The team attained its first promising results years ago using a single type of meganuclease that proved effective in cutting the herpes virus DNA, but the results were short-lived. The virus could rely on the infected cells’ own DNA-repair programs — which don’t distinguish between viral genes from their own — to fix the break most of the time.
But over time, the researchers found that they could eliminate up to 90% of the latent virus by using a mix of two or three different meganucleases. It is simply harder to repair two breaks than one. With more tinkering, the results continued to improve.

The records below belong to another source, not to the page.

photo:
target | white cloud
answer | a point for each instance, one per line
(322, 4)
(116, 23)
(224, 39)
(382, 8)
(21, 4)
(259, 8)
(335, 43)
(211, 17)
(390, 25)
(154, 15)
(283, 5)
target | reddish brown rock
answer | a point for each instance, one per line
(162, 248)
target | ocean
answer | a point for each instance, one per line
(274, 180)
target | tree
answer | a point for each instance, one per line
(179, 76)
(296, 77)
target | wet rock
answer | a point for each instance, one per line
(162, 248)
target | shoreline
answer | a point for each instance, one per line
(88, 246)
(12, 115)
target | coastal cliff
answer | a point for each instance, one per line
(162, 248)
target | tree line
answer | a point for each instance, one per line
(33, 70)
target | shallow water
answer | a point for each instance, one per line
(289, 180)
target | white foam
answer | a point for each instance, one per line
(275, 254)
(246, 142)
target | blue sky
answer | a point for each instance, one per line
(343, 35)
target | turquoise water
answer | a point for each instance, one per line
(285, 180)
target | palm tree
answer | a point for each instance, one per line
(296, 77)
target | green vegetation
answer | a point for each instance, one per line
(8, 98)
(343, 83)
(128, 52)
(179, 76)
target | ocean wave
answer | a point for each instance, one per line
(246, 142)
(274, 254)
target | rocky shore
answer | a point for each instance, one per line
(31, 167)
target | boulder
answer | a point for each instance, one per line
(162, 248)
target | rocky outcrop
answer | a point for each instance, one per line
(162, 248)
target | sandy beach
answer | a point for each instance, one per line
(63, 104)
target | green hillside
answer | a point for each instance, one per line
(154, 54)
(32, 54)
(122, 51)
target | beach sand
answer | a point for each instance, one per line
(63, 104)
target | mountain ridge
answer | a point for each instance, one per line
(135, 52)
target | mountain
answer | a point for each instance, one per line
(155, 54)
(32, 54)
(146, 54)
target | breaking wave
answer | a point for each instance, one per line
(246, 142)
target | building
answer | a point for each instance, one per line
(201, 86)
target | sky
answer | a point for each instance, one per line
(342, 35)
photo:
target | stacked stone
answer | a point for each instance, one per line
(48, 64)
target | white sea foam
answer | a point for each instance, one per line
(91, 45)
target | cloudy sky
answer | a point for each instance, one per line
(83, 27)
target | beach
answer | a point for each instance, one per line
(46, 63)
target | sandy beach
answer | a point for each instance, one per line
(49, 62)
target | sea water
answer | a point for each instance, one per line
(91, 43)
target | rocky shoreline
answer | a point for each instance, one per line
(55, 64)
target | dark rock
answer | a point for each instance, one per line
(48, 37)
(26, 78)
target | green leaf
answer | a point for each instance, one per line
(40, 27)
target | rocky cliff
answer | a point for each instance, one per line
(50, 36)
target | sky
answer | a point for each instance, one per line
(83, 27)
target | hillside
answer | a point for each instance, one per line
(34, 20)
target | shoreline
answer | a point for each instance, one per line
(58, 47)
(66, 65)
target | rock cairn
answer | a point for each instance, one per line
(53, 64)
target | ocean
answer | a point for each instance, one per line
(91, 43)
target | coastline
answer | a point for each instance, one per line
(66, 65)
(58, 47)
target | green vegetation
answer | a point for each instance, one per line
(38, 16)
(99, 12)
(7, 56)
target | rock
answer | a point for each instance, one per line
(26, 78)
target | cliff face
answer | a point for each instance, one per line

A workhorse of gene therapy
The researchers also refined their methods of transporting the molecular scissors to targeted nerve cells. From the beginning, Jerome and his team have relied on a harmless, hollowed-out virus that is drawn to the surface proteins of nerve cells. Called an adeno-associated virus vector, or AAV, it is the little workhorse of gene therapy. In this case, it is used to ferry to the infected nerve cells genetic instructions that cause them to make those meganucleases.
“We inject the AAV vector, and it finds its way,” Aubert said.
Latent herpes viruses lurk in clusters of nerve cells called ganglia, and researchers have found that some ganglia are harder to reach than others. Over the years, they discovered that some AAV strains are better suited than others to find specific types of nerve clusters, and this has helped them fine-tune the selection of these delivery viruses to match infected cells in different places.
In their mouse experiments, the team continued to improve their results, nudging them up to a 95% reduction in herpesvirus infection in one prominent nerve cluster using a selection of two different meganucleases carried by three different flavors of AAVs. By selecting vectors that are primed for harder-to-reach nerve clusters, the group expects to continue improving their ability to eradicate the virus.